Another new class of antibody-based medicines is antibody-drug conjugates, or ADCs. These are cancer medicines that combine the targeting ability of antibodies with chemotherapies designed to destroy cancer cells. This allows the medicine to be delivered directly to cancer cells, with the goal of reducing the effects of chemotherapy on healthy cells.
A One-Two Punch
Antibodies are powerful tools precisely because they recognize one target, or epitope, among billions. At the same time, we know that cancer involves multiple mechanisms. To address this, scientists have engineered antibodies with dual-target binding properties.
Although these new creations promise to be potential marvels of modern biology, the way they are designed to work is quite simple: changes are made in the antibody protein’s sequence such that a single antibody is able to find two different targets.

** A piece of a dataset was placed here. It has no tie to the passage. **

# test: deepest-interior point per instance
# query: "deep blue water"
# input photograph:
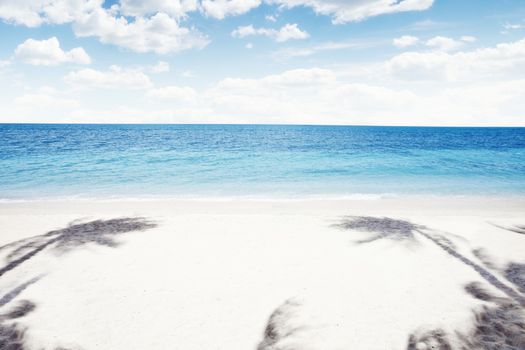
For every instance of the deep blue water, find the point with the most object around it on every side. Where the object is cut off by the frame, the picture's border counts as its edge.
(248, 160)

Scientists are exploring every imaginable way of accomplishing this goal (each arm of the Y-shaped antibody is able to bind to two targets, each arm binds to a different target, etc.).
An Arm(y) of One
But sometimes two isn’t better than one. If the signals driving a cancer’s growth come from the joining of two proteins on a tumor cell’s surface, an antibody-based medicine with two arms may do more harm than good. It can actually turn on the signaling, rather than stopping it.
That’s where another antibody innovation comes in -- one-armed or “monovalent” antibodies.
Looking Back and Ahead
The science behind therapeutic antibodies is moving ahead by leaps and bounds every year. Today, new types of engineered antibodies have made their way into the clinic, with many more in the pipeline. At Genentech alone we have more than a dozen therapeutic antibodies in development for cancer, many utilizing the molecular engineering techniques described above, and we continue to explore this important area of research.
Moving science forward is what we do. More important, however, is why we do it - it’s because cancer will strike each of our lives in some way and we can find better ways to strike back.
Dr. Carter has more than 27 years of experience in biotechnology: Genentech (1986-2000 and 2010-present), Immunex/Amgen (2000-2003), Seattle Genetics (2003-2008) and VLST (2008-2009).
Dr. Carter’s accomplishments in drug development include initiating the antibody humanization program at Genentech and inventing or co-inventing five cancer medicines that have entered clinical development or been approved by the FDA. Dr. Carter is a co-inventor of the “knobs-into-holes” technology used to create a monovalent antibody, and invented technology for high-level antibody fragment expression in E. coli used in some medicines. He is an inventor or co-inventor on at least 33 issued U.S. patents.
Dr. Carter has authored or co-authored 98 scientific publications that together have been cited more than 10,000 times. He has co-organized 11 international meetings on antibody engineering and antibody therapeutics. Dr. Carter has delivered approximately 100 conference presentations and invited lectures including several keynote presentations. His professional experience includes heading the postdoctoral programs at Genentech (1998-2000), Immunex (2001-2002) and Amgen (2002-2003).
Dr. Carter received a B.A. in Natural Sciences from Cambridge University in 1982. He obtained a Ph.D. in 1986 under Sir Gregory Winter, Ph.D., F.R.S. at the MRC Laboratory of Molecular Biology in Cambridge. From 1986-1989 Dr. Carter was a Postdoctoral Fellow with Dr. James A. Wells at Genentech.